Conventions work 80% of the time. Override when needed:

#[route(path = "/api/v1/users", method = "POST")]
fn register(&self, ...) -> User  // wouldn't infer POST from "register"

#[cli(name = "add")]
fn create_user(&self, ...) -> User  // override CLI subcommand name

#[mcp(name = "find_users", description = "Search the user database")]
fn search_users(&self, ...) -> Vec<User>  // override MCP tool metadata

Protocol-Specific Context

Some protocols need context (headers, metadata, etc.):

fn create_user(
    &self,
    ctx: Context,  // injected: HTTP headers, gRPC metadata, CLI env, etc.
    name: String,
    email: String,
) -> Result<User, UserError>

Context is protocol-agnostic. Each derive provides the relevant data:

  • HTTP: headers, cookies, query params
  • gRPC: metadata
  • CLI: env vars, config files
  • MCP: conversation context (if available)

CLI Async Runtime

cli_run() is the batteries-included sync entrypoint. When async methods are present, it internally creates a Tokio runtime to drive them. Tokio is the chosen battery — this is a deliberate default, not an accident.

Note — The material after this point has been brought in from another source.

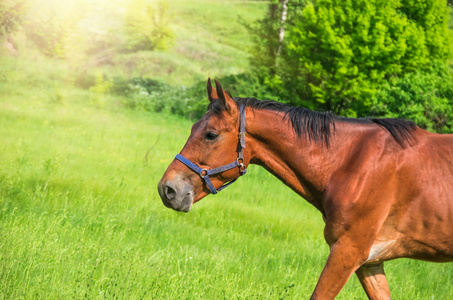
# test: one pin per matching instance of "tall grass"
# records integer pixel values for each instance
(80, 216)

cli_run_async() is the runtime-agnostic escape hatch: it awaits the dispatched method directly without importing any runtime. Users who prefer async-std, smol, or want to control runtime configuration use this:

#[tokio::main]         // or async_std::main, smol::block_on, etc.
async fn main() {
    app.cli_run_async().await.unwrap();
}

Why not make the runtime configurable? A #[cli(runtime = "async-std")] attribute would enumerate runtimes in the macro and generate different block_on call sites per choice — complexity with no real payoff. cli_run_async() already gives full control with zero macro complexity. Users who don't want Tokio use cli_run_async(); users who want to drop the entrypoints entirely use #[cli(no_sync)] / #[cli(no_async)].

Settled: tokio as default battery, cli_run_async() as the escape hatch. Do not revisit by adding a runtime attribute.